The Turkish lira has lost approximately 47% of its value in the last full year as a result of Erdogan’s refusal to raise interest rates as inflation continues to rise. The turbulence of the currency hit the Turks hard as their wages fell and living costs rose sharply. Sharp increases in electricity and gas tariffs have complicated the pain for consumers and businesses.

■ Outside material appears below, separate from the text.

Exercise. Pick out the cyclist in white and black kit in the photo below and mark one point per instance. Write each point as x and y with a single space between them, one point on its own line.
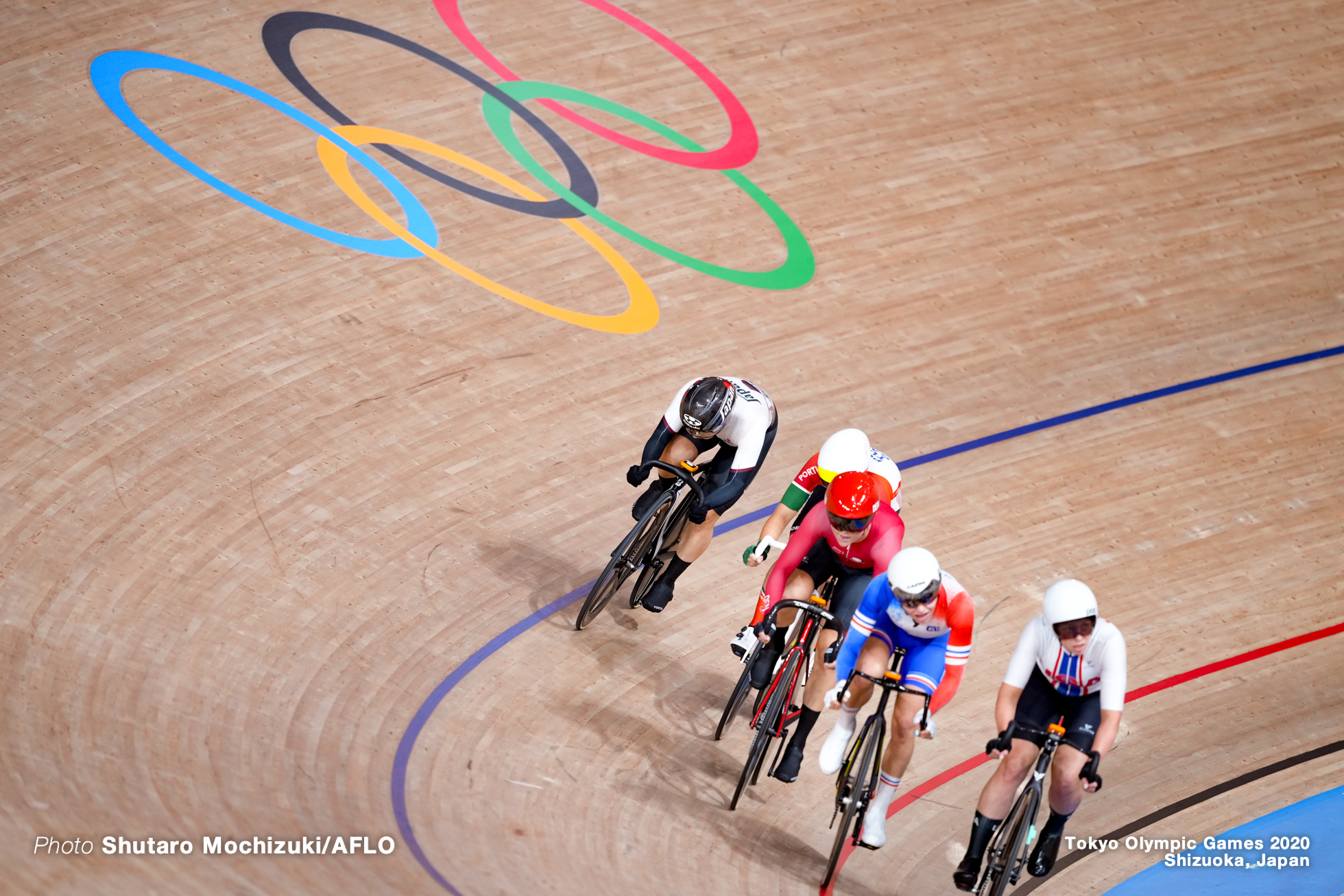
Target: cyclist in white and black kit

January inflation in the country is 48.7%, the highest in two decades. In mid-February, Erdogan vowed to “break the shackles of interest rates” and reduce inflation to single digits. He blamed Turkey’s currency problems on “foreign financial instruments”.

Erdogan’s government has instead promoted “permanent lyricization” and a “rescue plan” that will guarantee the Turkish central bank’s savings in pounds by intervening and compensating for losses on pounds in pounds if their value against hard currencies falls above interest rates banks.

Analysts say the plan is expensive and essentially represents a large hidden interest rate hike and is unlikely to be sustainable in the long run.

“Inflation will remain close to these highs until the last months of this year, but the central bank and, most importantly, President Erdogan do not seem to have an appetite to raise interest rates,” London-based Capital Economics said in a note Thursday.

The dollar rose just under 1% against the pound on Thursday morning in Istanbul, with the Turkish currency trading at 14.13 for the greenback.